Picture the scene. You randomly bump into someone, pick up the book they just dropped and without warning, that’s it: somehow, you’ve fallen in love right then and there. We witness this Bressonian meet-cute between pharmacist Lisa and footballer Giorgi, who arrange a date for the following evening. Disaster strikes when the Evil Eye casts a spell on them and transforms their physical appearances, meaning that when the two cursed would-be lovers show up to the rendez-vous, they no longer recognise each other…
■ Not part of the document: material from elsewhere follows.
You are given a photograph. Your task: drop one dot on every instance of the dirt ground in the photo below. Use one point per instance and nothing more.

It is, without fear of being accused of hyperbole, a timeless and transcendent modern masterpiece

The lush, transportive cinematography by Iranian DP Faraz Fesharaki makes the Georgian town of Kutaisi feel like a timeless bubble, creating a dream-like haze which unblurs in a gently poetic resolution that can be interpreted as an ode to cinema and its transformative effects. What Do We See When We Look At The Sky is a beautifully romantic and mischievous folktale whose ruminations on identity, perception and the magic of the everyday strike an invigorating chord and represent the very best the Berlinale has to offer.
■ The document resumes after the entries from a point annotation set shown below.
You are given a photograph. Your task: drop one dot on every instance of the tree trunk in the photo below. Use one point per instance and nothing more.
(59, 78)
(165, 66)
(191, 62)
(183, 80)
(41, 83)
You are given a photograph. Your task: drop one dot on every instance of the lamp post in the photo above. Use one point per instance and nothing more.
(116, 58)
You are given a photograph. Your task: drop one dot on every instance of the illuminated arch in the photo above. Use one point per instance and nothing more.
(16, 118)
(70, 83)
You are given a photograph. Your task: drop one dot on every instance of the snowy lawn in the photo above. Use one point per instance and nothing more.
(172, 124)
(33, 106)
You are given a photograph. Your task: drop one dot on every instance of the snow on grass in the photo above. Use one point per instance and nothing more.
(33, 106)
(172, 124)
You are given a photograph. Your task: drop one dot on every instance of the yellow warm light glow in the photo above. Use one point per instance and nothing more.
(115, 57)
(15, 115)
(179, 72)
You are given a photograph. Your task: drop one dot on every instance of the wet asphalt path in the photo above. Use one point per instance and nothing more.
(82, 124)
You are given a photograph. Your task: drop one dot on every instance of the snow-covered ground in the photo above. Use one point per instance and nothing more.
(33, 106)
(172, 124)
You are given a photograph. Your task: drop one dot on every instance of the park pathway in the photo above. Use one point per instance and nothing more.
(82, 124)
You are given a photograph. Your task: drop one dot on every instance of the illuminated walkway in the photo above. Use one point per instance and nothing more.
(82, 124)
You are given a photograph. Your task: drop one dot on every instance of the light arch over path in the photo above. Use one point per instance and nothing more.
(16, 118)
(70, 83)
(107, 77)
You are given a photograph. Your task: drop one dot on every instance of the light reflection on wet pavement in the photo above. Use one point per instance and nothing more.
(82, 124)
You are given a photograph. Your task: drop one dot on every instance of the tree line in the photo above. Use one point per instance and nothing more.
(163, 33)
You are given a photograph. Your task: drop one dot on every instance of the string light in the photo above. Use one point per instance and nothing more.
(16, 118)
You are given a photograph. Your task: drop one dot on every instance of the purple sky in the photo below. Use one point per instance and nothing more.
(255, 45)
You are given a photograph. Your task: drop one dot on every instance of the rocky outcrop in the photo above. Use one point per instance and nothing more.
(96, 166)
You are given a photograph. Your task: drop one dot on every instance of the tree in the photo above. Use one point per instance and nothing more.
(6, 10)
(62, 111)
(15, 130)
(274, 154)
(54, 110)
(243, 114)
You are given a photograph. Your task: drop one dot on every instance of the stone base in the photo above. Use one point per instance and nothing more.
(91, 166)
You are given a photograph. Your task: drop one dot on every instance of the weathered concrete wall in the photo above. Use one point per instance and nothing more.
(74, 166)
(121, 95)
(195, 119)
Comparatively, there’s much less to say about 2022’s Competition entry, Rabiye Kurnaz Vs George W. Bush. This deflating misstep tells the true story of the titular middle-aged Turkish-German woman (Meltem Kaptan) and her fight to release her 19-year-old son, Murat (Abdullah Emre Öztürk), from Guantánamo Bay.

Pandora Film Verleih

While that logline may seem like it’s preparing you for a harrowing drama in the vein of Kevin Macdonald’s The Mauritanian, director Andreas Dresen has decided to play it for laughs. A bold move for this fight-for-justice story, but the feel-good tone here feels exasperatingly shallow and, in the absence of decent satire, at times trivialising of the issues it addresses. Visually resembling a made-for-TV piece, the film is not helped by its prosaic leanings and the fact it seems to exist only as a showcase for German-Turkish comedian and TV presenter Meltem Kaptan. Her spirited performance won her the Best Leading Performance at the festival, and she is without a doubt the main draw of this well-intentioned but flat film. As for the fact that Rabiye Kurnaz Vs George W. Bush bafflingly won the Best Screenplay award, this only shows to what extent the Jury were clearly scrapping the bottom of the barrel in a depressingly underwhelming 2022 Competition selection.

So, for the love of all that’s good and pure, choose to bypass the 2022 vintage and look back to last year’s cream of the crop. And if you choose to resist the charms of What Do We See When We Look At The Sky?, you too will be deserving of the Evil Eye’s dastardly ways.

What Do We See When We Look At The Sky? ★★★★★

Starts Apr 4

D: Aleksandre Koberidze (Georgia, Germany, 2021), with Ani Karseladze, Giorgi Bochorishvili, Oliko Barbakadze.

Rabiye Kurnaz Vs George W. Bush ★ ★

Starts Apr 28

D: Andreas Dresen (Germany, 2022), with Meltem Kaptan, Alexander Scheer, Abdullah Emre Öztürk.